Maître de conférences en histoire de l’art moderne, université Paris-Sorbonne

Maître de conférences en histoire de l’art moderne à l’université Paris-Sorbonne, il enseigne l’histoire des arts de la Renaissance en Italie et en France. Spécialiste du XVIe siècle, il travaille principalement dans les domaines de l’estampe, de l’architecture civile et des jardins, ainsi que sur l’étude savante des antiquités classiques à l’époque moderne. Au musée d’Archéologie Nationale, il a assuré en 2010 le commissariat scientifique d’une exposition consacrée au Château-Neuf de Saint-Germain-en-Laye.

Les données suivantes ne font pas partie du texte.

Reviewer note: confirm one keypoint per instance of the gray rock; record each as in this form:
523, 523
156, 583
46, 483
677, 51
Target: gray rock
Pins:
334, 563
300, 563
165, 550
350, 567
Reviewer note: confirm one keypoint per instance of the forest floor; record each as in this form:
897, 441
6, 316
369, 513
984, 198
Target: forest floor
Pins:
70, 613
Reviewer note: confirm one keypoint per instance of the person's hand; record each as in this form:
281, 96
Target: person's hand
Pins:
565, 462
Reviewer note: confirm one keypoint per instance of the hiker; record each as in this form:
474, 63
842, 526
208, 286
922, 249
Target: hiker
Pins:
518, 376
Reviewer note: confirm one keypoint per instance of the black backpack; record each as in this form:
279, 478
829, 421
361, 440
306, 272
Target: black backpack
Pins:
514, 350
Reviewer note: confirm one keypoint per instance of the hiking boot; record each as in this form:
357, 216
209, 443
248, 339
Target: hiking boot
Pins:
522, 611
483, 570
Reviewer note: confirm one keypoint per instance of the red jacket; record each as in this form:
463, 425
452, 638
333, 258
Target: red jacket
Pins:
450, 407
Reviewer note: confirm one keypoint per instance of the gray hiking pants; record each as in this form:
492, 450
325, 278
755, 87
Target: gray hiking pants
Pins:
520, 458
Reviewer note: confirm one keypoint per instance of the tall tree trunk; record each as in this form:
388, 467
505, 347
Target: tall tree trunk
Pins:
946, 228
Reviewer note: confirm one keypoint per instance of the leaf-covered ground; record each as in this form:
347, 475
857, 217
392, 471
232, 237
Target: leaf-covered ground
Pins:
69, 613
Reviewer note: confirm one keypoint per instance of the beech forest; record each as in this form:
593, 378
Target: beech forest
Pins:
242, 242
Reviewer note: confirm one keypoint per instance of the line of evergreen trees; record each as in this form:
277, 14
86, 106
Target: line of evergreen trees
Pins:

Ses derniers travaux portent sur l’architecture et les arts de cour au temps d’Henri IV.

Le château d’Anet compte parmi les bâtiments les plus « extraordinaires » de la Renaissance française qui fut conçu à partir des années 1540 dans un moment de grande effervescence intellectuelle et artistique en France. A la fin du règne de François Ier, alors que les projets se multiplient à la cour, une nouvelle génération d’artistes et d’écrivains stimulée par l’exemple des Anciens, cherche à ouvrir les voies d’un art classique « à la française ». Sur le chantier d’Anet, l’imitation de la culture antique, des monuments romains, des techniques et des arts dans lesquels avaient d’abord excellé les Anciens semble avoir été érigé en principe par la commanditaire, en bonne intelligence avec Philibert Delorme et les principaux artistes. Ces multiples références à la civilisation gréco-romaine sont le signe d’une très forte curiosité « antiquaire », remarquablement adaptée à la conception du lieu. Diane de Poitiers était en effet une femme influente et de grande culture qui occupait une position de demi-reine à la cour de France du fait de son « amitié » avec Henri II. Philibert Delorme, qui avait fait le voyage d’Italie, était quant à lui un artiste-lettré, excellent architecte qui nourrissait déjà de fortes ambitions de théoricien. A Anet, il a construit pour la belle Diane une superbe maison seigneuriale dans un style ouvertement classicisant, mais qui se voulait aussi extrêmement singulier : un bâtiment exceptionnel qui serait le palais, le temple et la villa de Diane.